Decades of US prosperity “came to a very abrupt end” with the Great Depression from 1929, Professor Trump opined before his class of aides, cabinet secretaries and supporters. “It would have never happened if they had stayed with the tariff policy,” he claimed. “It would have been a much different story.”
Actual historians took issue with this account. “It’s what we would call a lie. False. Not true,” said Andrew Cohen, professor of history in the Maxwell School at Syracuse University. “He’s wrong. No one thinks that. Even conservative economists don’t think that. Even protectionist economists don’t think that.”
Months into the depression, the Smoot-Hawley Tariff Act of 1930 – which hiked tariffs on hundreds of imports in a bid to boost the US economy – is widely considered to have prolonged, and even deepened, the crisis. No other president has tried the same tactic again – until now.
The swift rebuttal to Trump’s analysis of the past was surpassed only by the response to his ambitious predictions for the future.
The president has promised a new Golden Age, with millions of new jobs, billions more dollars’ worth of US exports and trillions of dollars in tariff revenues. Outside his administration, skepticism is high.
“The Trump tariffs mark a liberation from the benefits of free trade for American businesses and consumers,” said Eswar Prasad, professor of trade policy at Cornell University, and a former official at the International Monetary Fund. “Trump has taken the hatchet to trade with practically every major US trading partner, sparing few allies or rivals,” he added, with action that will be “severely disruptive to the US economy, with the effects felt by American consumers and businesses in practically every industry”.
Who pays the price? The rest of the world, according to the president and his aides. But import tariffs are paid by the companies and consumers that import the goods from the rest of the world – in this case, US companies and consumers – rather than the overseas companies exporting them.
Trump’s tariffs will increase the average US household’s costs by $3,800, according to the Yale Budget Lab.

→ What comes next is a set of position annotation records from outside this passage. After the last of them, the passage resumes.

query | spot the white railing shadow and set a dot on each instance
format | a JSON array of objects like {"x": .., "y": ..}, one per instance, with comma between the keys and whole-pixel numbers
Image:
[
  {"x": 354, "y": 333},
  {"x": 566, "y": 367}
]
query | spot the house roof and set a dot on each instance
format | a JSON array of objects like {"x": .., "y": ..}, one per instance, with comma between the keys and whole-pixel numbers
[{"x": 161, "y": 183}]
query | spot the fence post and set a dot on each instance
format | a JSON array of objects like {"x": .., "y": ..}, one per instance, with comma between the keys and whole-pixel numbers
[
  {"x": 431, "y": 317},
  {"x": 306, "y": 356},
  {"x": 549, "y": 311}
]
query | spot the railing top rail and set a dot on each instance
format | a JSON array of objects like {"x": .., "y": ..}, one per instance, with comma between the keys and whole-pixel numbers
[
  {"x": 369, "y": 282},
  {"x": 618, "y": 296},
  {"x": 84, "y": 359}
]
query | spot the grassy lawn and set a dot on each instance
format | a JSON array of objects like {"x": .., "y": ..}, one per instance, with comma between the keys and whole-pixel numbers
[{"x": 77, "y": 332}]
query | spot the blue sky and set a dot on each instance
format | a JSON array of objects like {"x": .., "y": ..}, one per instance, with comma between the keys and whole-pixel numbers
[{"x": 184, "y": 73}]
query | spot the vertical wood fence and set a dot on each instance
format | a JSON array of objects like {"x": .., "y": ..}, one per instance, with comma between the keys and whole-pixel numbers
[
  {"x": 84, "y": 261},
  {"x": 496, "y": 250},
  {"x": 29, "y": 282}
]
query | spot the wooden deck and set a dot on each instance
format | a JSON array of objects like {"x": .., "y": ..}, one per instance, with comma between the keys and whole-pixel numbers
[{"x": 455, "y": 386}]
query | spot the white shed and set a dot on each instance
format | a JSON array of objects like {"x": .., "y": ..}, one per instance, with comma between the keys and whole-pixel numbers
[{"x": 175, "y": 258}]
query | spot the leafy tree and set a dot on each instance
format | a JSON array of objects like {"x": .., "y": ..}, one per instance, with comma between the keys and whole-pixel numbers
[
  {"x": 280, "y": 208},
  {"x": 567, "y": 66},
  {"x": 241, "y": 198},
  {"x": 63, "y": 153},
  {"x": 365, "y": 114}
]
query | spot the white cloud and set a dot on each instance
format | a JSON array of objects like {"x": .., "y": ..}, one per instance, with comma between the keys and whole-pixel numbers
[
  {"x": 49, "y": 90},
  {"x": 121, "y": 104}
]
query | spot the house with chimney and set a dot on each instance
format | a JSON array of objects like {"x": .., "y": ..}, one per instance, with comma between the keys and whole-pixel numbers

“These tariff increases are likely to be some of the biggest tax increases in US history and will result (if fully implemented) in some of the highest tariff rates the US has ever seen,” wrote Jeremy Horpedahl, adjunct scholar at the libertarian Cato Institute, who noted that they could exceed the post-Smoot-Hawley levels of 1930.
“Like all tariffs, some large portion of these new levies will be paid by US consumers and businesses in the form of higher prices,” added Horpedahl.
If Trump is right, and his decades-old dream revives the world’s largest economy, enriching its citizens and transforming its industrial base into a manufacturing powerhouse, his administration will be one of the most successful in modern memory.
But if he’s wrong, the very Americans who elected him to rapidly bring down the cost of living are likely to be hit hardest.
“It’s either going to be Trump and his team or it’s going to be a large majority of experienced mainstream economists,” said Sabato. “I know where my bet is.”